Most adults who have a college degree have, at some point, sat in a lecture hall with more than 50 students for a class. My freshman year Chemistry class was in a lecture hall with about 60 other freshmen, three days per week at 8:00 AM. The women next door in my dorm were also in the class. We quickly discovered that if good notes were taken on behalf of all, just one of us needed to attend the lecture, and the others would simply copy the notes, allowing us to sleep in two of the three days the class met. I received all of the information I needed and learned my “real” Chemistry from doing the problem sets and participating in the weekly labs.
When we set out to search for college options for our oldest daughter, I strongly encouraged her to consider schools that were smaller and only undergraduate. She has graduated from Bowdoin College but really enjoyed ready access to her professors. She had relationships with them. They had meaningful discussions in class.
How much more is the size of a class important for our younger students whose brains are still forming? When we look at next schools for our students for middle school, we want for them the richest possible experience. We want them to grow to their fullest potential.

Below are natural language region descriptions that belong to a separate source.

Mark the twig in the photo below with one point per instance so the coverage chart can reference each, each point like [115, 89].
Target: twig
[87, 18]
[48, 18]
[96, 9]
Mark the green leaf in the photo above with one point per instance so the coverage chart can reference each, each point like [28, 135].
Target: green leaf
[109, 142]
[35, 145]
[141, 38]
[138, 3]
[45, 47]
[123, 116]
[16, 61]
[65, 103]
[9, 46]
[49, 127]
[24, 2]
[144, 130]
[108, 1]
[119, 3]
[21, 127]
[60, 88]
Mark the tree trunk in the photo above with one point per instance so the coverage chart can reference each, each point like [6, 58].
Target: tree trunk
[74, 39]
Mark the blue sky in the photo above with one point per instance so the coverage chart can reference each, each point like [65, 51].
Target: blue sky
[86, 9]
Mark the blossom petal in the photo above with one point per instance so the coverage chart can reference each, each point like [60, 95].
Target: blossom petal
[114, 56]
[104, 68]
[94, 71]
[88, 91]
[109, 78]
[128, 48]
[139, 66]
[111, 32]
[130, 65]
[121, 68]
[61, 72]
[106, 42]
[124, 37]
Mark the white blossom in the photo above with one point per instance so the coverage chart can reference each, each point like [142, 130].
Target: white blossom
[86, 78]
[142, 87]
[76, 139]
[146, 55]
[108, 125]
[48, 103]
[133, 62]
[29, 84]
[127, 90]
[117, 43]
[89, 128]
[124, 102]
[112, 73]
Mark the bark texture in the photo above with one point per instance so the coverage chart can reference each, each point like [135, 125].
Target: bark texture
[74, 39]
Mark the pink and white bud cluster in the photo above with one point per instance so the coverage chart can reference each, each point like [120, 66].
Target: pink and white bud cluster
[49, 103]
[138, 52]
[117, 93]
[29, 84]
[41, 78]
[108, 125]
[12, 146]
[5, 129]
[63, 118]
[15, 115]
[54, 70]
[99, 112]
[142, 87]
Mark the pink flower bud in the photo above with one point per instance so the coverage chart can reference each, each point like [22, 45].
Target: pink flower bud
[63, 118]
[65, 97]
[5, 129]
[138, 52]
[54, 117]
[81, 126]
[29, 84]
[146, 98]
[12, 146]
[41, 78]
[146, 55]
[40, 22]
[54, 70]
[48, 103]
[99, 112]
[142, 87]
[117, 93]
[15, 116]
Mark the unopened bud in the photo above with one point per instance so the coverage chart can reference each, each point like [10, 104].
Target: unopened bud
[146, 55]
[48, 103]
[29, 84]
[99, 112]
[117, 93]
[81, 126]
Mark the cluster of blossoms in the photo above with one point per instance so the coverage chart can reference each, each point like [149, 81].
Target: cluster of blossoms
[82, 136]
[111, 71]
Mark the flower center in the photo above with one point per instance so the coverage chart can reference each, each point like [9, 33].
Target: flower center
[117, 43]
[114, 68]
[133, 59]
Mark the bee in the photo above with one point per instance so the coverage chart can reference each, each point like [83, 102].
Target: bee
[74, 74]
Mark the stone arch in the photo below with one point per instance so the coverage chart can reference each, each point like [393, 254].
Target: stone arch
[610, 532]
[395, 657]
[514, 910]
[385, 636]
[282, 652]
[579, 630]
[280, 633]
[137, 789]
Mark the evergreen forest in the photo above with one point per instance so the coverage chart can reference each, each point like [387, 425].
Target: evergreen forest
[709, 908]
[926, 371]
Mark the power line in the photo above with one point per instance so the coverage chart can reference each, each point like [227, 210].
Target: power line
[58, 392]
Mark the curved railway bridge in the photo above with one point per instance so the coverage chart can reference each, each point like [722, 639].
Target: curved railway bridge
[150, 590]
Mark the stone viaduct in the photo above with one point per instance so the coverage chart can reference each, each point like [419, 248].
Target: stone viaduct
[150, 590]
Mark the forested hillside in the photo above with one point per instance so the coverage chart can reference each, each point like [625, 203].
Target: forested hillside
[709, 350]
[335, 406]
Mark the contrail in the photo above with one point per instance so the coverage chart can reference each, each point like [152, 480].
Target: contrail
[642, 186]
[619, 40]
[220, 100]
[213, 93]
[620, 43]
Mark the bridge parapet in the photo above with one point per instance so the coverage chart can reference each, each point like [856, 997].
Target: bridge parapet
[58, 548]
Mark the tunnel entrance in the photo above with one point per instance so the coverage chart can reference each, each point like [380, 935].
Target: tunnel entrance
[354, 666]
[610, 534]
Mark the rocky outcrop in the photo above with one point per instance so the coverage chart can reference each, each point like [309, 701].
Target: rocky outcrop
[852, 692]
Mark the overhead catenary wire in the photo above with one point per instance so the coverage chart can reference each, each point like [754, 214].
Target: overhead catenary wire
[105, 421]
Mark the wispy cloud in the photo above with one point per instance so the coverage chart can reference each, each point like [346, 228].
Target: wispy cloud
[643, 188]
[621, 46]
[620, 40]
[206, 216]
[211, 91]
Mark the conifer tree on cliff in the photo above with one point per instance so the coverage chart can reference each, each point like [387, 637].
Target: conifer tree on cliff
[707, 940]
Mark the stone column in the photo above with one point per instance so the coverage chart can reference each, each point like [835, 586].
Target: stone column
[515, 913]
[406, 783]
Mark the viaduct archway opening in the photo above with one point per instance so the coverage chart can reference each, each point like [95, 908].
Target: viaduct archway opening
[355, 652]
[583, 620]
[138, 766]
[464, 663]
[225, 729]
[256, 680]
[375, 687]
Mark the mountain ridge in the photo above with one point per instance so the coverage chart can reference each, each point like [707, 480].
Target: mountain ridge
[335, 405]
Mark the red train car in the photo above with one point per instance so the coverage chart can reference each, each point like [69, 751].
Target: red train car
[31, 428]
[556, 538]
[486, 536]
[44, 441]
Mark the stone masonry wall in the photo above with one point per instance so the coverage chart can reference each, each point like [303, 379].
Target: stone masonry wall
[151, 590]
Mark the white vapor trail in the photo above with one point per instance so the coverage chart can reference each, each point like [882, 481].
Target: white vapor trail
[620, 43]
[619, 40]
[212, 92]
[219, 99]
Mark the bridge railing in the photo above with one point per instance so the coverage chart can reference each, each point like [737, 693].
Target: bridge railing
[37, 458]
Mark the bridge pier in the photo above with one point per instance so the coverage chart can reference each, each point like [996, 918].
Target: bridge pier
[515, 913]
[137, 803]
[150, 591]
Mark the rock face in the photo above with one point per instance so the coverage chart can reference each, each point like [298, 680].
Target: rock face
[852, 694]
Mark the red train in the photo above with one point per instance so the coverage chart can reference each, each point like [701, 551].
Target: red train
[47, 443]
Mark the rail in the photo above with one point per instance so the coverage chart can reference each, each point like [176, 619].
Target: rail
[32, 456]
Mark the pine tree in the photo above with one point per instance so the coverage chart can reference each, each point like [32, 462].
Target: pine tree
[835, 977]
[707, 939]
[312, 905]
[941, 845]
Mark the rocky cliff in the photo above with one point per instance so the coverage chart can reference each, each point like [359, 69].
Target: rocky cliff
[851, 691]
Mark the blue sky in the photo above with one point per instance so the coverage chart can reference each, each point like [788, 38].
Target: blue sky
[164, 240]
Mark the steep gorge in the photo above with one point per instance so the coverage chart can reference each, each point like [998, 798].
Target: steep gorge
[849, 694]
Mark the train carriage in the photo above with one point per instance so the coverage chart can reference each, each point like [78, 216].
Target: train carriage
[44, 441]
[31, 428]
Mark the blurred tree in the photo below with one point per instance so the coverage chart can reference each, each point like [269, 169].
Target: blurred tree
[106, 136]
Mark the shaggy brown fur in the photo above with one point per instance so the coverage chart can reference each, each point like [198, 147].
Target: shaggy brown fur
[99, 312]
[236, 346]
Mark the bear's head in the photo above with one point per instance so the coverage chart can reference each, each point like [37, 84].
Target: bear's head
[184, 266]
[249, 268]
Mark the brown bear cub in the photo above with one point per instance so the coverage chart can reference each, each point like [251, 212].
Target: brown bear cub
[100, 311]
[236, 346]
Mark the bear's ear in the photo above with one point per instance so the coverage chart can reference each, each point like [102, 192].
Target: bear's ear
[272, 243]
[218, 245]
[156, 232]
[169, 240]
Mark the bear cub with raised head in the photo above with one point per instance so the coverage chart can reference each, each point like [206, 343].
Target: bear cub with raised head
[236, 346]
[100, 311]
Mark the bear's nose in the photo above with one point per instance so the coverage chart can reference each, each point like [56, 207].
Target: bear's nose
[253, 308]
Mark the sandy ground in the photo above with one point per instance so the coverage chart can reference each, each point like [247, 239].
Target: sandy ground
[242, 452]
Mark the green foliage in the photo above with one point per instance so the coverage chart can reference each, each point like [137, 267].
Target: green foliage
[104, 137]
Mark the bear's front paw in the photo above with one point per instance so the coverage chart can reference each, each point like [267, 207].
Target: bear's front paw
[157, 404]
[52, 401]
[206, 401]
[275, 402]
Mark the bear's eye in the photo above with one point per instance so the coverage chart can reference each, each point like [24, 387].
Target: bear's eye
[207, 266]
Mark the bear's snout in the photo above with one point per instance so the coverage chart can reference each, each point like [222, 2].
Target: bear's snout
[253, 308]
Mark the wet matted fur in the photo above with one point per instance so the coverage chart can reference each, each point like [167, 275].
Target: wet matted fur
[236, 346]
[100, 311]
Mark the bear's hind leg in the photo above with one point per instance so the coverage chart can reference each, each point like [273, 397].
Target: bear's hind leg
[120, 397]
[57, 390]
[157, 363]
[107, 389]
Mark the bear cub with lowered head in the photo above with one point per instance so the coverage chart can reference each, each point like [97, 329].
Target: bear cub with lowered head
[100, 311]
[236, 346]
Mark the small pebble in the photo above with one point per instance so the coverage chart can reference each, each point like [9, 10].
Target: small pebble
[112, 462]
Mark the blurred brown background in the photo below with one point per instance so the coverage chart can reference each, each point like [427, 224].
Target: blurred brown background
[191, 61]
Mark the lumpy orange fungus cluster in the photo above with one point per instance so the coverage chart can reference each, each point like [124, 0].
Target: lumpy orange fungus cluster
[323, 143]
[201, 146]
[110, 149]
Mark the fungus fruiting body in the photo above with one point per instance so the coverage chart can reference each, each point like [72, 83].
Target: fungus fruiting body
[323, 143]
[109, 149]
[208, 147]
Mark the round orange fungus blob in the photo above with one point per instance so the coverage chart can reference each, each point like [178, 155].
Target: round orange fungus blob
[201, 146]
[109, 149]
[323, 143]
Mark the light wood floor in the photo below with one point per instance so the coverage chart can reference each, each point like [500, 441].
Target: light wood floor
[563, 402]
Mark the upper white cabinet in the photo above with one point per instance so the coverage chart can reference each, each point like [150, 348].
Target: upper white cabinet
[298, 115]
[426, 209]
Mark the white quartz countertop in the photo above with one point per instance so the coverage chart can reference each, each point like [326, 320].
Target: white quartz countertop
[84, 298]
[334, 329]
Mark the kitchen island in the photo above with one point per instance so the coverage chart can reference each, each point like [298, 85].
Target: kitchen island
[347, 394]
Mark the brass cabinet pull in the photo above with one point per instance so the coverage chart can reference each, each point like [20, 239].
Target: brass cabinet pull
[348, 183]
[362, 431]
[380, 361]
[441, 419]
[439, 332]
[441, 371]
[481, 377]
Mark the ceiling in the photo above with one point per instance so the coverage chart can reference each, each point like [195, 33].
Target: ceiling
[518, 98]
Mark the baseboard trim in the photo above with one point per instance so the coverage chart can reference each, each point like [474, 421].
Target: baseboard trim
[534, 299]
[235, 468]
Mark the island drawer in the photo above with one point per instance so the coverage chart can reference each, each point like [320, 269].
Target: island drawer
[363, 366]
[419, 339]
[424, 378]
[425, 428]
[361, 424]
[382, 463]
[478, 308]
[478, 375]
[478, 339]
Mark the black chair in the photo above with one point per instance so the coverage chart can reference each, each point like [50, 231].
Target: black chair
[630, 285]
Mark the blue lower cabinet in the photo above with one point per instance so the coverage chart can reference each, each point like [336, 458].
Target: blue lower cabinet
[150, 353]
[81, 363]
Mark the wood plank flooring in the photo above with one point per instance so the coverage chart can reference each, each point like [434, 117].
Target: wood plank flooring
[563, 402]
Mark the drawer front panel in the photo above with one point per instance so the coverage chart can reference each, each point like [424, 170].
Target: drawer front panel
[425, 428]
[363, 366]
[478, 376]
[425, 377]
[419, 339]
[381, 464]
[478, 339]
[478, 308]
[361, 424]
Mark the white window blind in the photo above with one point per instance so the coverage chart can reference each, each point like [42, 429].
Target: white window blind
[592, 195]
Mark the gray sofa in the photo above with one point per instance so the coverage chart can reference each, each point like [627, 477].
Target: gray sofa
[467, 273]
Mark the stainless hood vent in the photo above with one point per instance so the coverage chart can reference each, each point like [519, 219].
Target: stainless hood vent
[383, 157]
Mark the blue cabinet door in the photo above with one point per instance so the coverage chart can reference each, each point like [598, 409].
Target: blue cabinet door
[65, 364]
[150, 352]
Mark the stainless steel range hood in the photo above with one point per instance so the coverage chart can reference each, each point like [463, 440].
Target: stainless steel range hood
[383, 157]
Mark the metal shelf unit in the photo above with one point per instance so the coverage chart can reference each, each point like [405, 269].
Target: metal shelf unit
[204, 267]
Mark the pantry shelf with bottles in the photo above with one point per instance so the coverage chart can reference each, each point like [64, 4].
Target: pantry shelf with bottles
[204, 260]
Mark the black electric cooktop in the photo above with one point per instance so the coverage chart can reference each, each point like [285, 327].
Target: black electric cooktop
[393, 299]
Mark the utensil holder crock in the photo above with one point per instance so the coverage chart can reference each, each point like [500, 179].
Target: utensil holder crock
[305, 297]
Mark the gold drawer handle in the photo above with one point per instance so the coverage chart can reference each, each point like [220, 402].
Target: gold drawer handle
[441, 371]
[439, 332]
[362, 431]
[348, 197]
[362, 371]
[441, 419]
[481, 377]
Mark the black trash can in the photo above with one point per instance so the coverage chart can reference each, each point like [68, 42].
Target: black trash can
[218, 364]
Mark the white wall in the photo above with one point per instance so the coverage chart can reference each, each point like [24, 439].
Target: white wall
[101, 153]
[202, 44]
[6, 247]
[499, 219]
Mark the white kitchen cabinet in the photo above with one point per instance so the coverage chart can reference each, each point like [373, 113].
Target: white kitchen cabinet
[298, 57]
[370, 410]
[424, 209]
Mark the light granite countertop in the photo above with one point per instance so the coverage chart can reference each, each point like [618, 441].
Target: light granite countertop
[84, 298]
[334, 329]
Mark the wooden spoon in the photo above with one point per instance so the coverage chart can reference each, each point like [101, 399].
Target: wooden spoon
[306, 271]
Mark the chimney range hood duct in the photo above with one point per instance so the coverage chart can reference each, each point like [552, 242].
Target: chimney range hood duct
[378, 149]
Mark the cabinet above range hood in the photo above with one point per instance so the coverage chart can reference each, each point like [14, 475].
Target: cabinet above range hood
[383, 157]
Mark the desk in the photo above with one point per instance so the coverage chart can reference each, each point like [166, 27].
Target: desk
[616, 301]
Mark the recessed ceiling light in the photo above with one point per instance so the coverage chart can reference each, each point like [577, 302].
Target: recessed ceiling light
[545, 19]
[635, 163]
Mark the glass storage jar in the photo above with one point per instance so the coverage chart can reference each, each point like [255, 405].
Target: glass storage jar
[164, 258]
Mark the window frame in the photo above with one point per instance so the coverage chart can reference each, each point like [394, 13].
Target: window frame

An article in the “The Washington Post” sites a review of numerous well-regarded studies on class size as it relates to student success (Strauss, Valerie; 2014, February 24, “Class size matters a lot, research shows.”) The results resoundingly point to the huge benefits of small classes. This summary of the reasons why class size matter states it well, “The mechanisms at work linking small classes to higher achievement include a mixture of higher levels of student engagement, increased time on task, and the opportunity small classes provide for high-quality teachers to better tailor their instruction to the students in the class.”
While these reasons may seem intuitive and obvious, there are still many educational institutions that are sacrificing the best possible outcome for our children in exchange for balancing the budget. I encourage all of our families considering next-step schools to seriously weigh class size into their decision-making process.